In the Biblical language (Greek), Jesus said our target audience is “panta ta eqnh” (panta ta ethne). Unfortunately, it is poorly translated into English as “all the nations.” A better translation would be “all ethnic groups.” Nations implies a geo-political state while the term “ethnic group” points to the language and cultural differences that exist in every nation. To reach every ethnic group, our disciple-making efforts must be CULTURALLY APPROPRIATE.

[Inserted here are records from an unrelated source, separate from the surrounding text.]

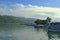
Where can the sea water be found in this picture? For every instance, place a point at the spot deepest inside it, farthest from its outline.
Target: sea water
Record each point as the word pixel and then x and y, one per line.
pixel 23 32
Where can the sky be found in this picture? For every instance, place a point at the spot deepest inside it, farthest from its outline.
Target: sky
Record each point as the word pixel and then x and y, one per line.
pixel 31 8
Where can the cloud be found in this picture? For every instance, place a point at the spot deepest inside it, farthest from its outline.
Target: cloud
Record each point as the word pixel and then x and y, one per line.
pixel 30 11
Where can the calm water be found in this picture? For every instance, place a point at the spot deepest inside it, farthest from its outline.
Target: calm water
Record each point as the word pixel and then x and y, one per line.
pixel 23 32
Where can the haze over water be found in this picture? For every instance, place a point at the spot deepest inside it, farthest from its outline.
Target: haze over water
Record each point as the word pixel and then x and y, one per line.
pixel 23 32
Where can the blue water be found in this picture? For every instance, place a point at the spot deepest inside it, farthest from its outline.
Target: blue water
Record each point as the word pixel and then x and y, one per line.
pixel 23 32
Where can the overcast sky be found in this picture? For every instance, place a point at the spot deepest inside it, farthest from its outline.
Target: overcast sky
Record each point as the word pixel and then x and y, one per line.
pixel 31 8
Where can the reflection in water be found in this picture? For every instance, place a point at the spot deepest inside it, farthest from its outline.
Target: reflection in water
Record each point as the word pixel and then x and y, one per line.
pixel 23 32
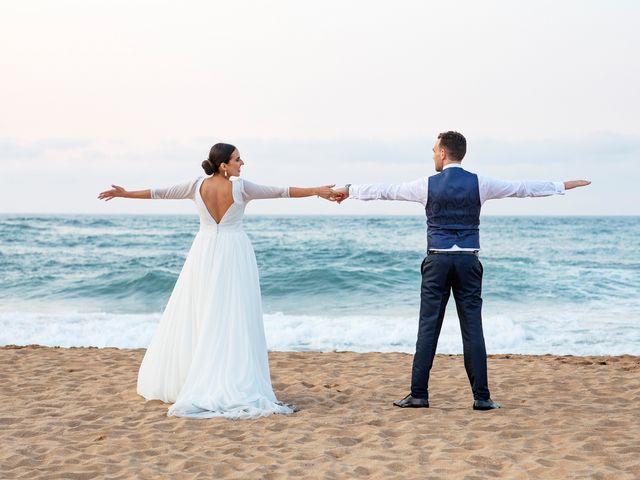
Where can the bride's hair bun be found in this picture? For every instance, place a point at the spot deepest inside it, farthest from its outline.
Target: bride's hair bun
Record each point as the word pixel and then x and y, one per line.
pixel 207 167
pixel 220 153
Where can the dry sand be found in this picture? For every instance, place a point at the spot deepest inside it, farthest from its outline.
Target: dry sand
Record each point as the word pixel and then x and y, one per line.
pixel 74 413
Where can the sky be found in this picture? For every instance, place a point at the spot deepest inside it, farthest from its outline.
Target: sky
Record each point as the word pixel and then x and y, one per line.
pixel 136 92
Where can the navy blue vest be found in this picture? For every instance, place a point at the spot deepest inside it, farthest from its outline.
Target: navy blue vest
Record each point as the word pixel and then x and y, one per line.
pixel 453 210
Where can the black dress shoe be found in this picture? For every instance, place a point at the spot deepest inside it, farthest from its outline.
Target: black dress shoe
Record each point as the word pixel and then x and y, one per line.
pixel 412 402
pixel 485 405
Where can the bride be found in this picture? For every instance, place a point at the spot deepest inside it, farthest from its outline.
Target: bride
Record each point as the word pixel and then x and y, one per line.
pixel 209 354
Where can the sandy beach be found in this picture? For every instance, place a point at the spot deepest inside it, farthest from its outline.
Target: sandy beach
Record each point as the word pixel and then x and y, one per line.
pixel 74 414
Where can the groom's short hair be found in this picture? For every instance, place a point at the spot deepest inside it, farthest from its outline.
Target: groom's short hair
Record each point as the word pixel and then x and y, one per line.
pixel 454 143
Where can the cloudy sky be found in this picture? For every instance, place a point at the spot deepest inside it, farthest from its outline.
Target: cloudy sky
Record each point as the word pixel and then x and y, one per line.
pixel 136 92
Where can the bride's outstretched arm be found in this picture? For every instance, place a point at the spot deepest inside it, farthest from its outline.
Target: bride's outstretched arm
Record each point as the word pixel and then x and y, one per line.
pixel 175 192
pixel 253 191
pixel 117 191
pixel 325 192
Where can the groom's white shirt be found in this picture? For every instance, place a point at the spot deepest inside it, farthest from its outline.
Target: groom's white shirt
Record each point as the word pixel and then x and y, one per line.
pixel 490 189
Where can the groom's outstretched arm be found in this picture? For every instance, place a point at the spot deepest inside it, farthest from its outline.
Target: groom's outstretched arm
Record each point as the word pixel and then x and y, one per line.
pixel 491 188
pixel 414 191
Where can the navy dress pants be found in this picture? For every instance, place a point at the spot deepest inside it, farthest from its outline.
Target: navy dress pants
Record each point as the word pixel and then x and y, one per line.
pixel 443 273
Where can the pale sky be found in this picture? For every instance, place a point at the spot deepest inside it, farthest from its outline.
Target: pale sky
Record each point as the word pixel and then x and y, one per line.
pixel 136 92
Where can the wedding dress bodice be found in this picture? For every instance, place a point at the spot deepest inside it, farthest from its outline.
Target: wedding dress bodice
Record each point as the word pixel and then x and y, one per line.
pixel 242 190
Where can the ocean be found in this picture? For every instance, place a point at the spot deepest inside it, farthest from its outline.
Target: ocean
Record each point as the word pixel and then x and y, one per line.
pixel 558 285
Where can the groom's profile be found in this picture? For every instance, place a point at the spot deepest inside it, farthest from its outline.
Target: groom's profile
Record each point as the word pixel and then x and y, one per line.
pixel 452 199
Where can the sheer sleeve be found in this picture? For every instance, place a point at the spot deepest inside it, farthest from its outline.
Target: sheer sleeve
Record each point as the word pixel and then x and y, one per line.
pixel 253 191
pixel 176 192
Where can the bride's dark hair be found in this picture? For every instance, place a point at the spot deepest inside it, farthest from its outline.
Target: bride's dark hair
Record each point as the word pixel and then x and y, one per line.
pixel 220 153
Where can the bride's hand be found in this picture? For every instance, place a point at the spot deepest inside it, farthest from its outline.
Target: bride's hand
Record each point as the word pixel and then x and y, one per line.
pixel 327 192
pixel 576 183
pixel 115 191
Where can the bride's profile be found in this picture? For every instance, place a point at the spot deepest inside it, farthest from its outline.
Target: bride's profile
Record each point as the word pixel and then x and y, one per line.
pixel 208 355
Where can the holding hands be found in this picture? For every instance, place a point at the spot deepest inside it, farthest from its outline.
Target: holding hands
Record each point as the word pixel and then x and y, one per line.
pixel 328 192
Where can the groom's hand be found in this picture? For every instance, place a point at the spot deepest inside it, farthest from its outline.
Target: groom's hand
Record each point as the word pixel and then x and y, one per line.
pixel 327 192
pixel 342 194
pixel 576 183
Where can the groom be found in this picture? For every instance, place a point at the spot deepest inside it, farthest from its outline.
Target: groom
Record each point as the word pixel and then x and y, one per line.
pixel 452 199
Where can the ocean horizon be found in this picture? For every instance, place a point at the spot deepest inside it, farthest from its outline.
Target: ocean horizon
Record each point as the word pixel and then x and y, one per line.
pixel 557 285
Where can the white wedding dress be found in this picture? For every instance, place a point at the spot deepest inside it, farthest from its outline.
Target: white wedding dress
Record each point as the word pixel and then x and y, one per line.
pixel 209 353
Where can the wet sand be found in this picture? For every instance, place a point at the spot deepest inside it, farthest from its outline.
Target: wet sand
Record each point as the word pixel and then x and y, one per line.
pixel 74 414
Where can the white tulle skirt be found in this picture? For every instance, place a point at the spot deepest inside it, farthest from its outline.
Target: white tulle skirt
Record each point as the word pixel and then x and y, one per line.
pixel 209 353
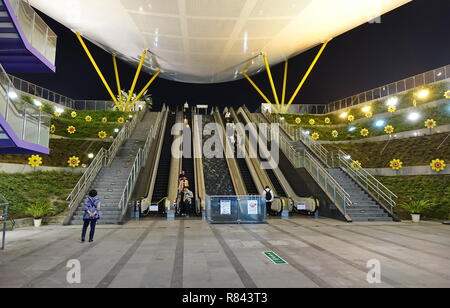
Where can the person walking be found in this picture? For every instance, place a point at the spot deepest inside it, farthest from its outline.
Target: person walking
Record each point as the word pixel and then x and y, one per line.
pixel 269 196
pixel 90 215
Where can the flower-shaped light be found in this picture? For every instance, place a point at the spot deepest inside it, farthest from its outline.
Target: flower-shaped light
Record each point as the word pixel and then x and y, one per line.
pixel 389 129
pixel 334 133
pixel 364 132
pixel 392 109
pixel 356 165
pixel 438 165
pixel 74 161
pixel 102 135
pixel 430 123
pixel 35 161
pixel 71 130
pixel 396 164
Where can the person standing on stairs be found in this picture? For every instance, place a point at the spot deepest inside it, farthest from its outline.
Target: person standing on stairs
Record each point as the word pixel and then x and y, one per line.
pixel 90 215
pixel 268 195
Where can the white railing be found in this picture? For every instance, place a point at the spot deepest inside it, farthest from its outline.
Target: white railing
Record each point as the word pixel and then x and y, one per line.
pixel 375 188
pixel 38 34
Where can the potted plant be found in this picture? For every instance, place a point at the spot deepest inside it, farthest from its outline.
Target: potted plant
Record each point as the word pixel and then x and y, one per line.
pixel 39 210
pixel 416 207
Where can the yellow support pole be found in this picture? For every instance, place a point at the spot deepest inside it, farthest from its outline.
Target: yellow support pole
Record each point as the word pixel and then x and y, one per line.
pixel 97 68
pixel 307 74
pixel 283 98
pixel 257 88
pixel 269 73
pixel 119 88
pixel 138 72
pixel 145 89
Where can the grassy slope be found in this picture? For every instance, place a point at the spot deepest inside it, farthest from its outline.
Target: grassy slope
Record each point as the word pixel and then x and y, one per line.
pixel 416 151
pixel 22 189
pixel 434 188
pixel 61 150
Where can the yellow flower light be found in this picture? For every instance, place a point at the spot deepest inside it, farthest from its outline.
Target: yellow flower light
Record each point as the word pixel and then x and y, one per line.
pixel 438 164
pixel 74 161
pixel 71 130
pixel 389 129
pixel 102 135
pixel 356 165
pixel 396 164
pixel 35 161
pixel 334 133
pixel 430 123
pixel 392 109
pixel 364 132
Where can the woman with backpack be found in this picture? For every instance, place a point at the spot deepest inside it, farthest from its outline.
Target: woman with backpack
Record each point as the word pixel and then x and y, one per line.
pixel 90 215
pixel 268 195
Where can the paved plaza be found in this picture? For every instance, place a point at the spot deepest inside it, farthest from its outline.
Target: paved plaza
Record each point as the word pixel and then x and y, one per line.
pixel 194 254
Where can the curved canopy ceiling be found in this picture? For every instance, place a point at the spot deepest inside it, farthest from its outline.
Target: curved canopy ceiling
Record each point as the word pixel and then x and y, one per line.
pixel 211 41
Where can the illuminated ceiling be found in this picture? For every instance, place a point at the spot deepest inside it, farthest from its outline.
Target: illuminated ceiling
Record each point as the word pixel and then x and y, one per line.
pixel 211 41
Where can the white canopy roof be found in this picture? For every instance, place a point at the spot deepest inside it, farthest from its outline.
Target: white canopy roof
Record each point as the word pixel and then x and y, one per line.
pixel 211 41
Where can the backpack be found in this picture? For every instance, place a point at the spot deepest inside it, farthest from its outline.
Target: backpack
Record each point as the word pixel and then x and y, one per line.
pixel 268 195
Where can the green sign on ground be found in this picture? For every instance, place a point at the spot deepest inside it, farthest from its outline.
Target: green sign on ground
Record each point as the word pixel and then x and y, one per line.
pixel 276 259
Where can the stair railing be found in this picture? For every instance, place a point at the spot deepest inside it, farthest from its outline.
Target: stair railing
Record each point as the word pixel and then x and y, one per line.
pixel 383 195
pixel 302 159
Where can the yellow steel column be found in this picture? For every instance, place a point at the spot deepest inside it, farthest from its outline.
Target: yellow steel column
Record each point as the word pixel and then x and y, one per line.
pixel 257 89
pixel 283 98
pixel 307 74
pixel 105 83
pixel 119 89
pixel 145 89
pixel 269 73
pixel 138 71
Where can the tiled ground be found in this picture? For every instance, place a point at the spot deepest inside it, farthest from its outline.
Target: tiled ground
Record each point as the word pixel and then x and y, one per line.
pixel 191 253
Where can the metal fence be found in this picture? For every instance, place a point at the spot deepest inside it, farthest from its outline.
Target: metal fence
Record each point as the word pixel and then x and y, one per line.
pixel 406 84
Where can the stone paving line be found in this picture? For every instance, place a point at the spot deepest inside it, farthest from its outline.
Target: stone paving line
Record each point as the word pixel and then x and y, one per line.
pixel 186 253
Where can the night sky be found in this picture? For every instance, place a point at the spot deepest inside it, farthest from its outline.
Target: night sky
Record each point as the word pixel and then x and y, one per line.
pixel 410 40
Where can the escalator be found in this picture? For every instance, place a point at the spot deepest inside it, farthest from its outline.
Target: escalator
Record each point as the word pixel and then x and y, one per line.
pixel 217 176
pixel 270 173
pixel 243 169
pixel 160 190
pixel 188 161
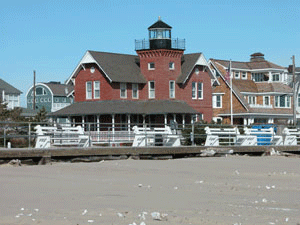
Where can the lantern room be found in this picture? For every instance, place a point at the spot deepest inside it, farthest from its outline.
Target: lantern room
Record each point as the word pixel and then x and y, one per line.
pixel 160 35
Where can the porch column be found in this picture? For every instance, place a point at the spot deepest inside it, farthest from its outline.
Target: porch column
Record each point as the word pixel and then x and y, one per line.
pixel 113 126
pixel 98 123
pixel 128 124
pixel 82 121
pixel 70 121
pixel 144 120
pixel 166 121
pixel 98 127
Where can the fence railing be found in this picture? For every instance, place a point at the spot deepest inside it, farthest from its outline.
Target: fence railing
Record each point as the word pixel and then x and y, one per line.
pixel 23 135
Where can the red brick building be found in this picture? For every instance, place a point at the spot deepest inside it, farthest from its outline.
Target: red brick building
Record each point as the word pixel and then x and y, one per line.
pixel 158 85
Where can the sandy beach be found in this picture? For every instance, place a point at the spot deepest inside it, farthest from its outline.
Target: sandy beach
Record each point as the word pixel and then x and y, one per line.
pixel 217 190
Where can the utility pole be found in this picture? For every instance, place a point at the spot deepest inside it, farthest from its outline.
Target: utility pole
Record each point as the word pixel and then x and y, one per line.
pixel 295 87
pixel 33 105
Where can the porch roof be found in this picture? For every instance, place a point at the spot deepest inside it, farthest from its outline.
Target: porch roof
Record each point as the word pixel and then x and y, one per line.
pixel 149 107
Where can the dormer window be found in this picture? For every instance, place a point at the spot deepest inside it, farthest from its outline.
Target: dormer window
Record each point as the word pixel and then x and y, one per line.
pixel 92 69
pixel 237 75
pixel 151 66
pixel 275 77
pixel 171 66
pixel 40 91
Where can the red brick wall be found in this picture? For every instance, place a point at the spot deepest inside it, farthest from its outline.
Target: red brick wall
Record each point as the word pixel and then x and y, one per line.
pixel 161 75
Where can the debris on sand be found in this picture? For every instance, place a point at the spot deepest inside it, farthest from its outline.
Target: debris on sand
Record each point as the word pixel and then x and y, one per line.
pixel 15 162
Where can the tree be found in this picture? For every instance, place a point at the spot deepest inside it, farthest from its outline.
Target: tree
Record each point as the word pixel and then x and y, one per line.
pixel 11 115
pixel 41 115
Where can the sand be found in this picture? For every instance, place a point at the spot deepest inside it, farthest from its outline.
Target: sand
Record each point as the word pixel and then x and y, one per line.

In the weeks ahead, I will begin to unpack these principles. But in the meantime, I would encourage you to objectively review them based upon the whole of scripture and not just the Great Commission.
Yours in Christ,
Mark R. Elliott, AMS
Retiring in April 2022, Mark R. Elliott served as a Director of Missions (Associational Mission Strategist) in Western Iowa and Eastern Nebraska for almost three decades. He is a strong advocate for obedience and Biblically based disciple making. As such, he knows that making healthy disciples requires Christian leaders to be constantly pursuing spiritual maturity—be lifelong learners. Because of the time constraints of ministry, most pastors focus their reading list on resources that assist them in teaching and preaching the Word of God. As such, books focusing on church health, leadership development, and church growth tend to find their way to the bottom of the stack. With that reality in mind, Mark has written discussion summaries on several books that have helped him to personally grow in Christ and that tend to find themselves on the bottom of most pastor’s stack. Many pastors have found them helpful as they are able to more quickly process great insights from other pastors and authors.